I asked him (and I know it’s a stupidly idealistic question) if the process would be more fair and representative if an outsider, with no dog in the fight, was to help create district boundaries? Perhaps a Martian?

“The question is who picks the Martian,” said Anthony, now molding minds at Georgia State University. “It’s in the political arena, so it’s political.”

Anthony headed the state’s Democratic Party in the late 1990s when there was still a party to head. He said redistricting has always been political, but the Republicans have locked down the state better than his cohorts ever did.

That just 47 of the 236 seats had challengers seemed low compared to historical levels, he said.

So, I checked. Back in 1998 there were 100 competitive races in the general election. Two years earlier, there were 107. It was a time when Republicans were banging at the gates of the fortress.

In 2004, Glenn Richardson led a takeover of the state House and became the first Republican speaker in over a century. He figures the lack of contested races is due to the increased cost of running for office against entrenched incumbents. He also figures those who did run against incumbents of the opposite party this time, whether they be Democrat or Republican, were either the perennial candidates or political novices who didn’t realize how bad the beating awaiting them would be.

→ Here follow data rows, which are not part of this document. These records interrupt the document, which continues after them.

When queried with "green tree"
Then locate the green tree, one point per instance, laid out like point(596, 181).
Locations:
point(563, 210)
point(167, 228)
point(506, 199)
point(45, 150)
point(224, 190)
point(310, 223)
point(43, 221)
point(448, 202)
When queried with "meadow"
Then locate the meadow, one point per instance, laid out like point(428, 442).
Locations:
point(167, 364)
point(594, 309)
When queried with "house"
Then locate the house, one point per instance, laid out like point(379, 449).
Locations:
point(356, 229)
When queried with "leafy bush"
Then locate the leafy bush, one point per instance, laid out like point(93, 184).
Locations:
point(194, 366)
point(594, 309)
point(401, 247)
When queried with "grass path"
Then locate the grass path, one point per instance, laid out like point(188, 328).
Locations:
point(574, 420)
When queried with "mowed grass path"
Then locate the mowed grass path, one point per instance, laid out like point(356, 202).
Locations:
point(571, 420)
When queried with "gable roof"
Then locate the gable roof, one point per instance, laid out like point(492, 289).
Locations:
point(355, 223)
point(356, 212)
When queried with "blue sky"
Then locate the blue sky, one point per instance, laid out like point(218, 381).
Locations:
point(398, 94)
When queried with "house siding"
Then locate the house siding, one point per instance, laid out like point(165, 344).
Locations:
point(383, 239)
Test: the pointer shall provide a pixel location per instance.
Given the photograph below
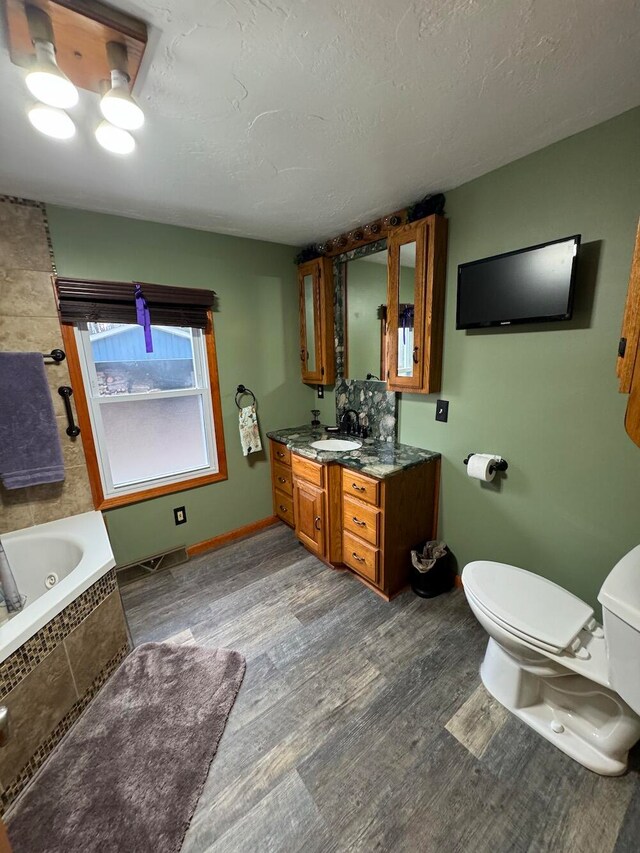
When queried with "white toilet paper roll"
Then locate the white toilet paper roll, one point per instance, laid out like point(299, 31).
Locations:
point(478, 467)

He said that in 2004, there were six districts with nail-biter races, won by a total of 3,500 votes. “If 3,500 people changed their minds, we’d have only gotten only 88,” he said, which would have been short of the 91 needed to win the House.

He believes Georgia’s voters are not all that different philosophically than they were 10 years ago and are 45 percent Democratic, 45 percent Republican and 10 percent swing voters.

But with the current configuration, the 45 percent in the Democratic camp will be looking in from the outside for a good long while.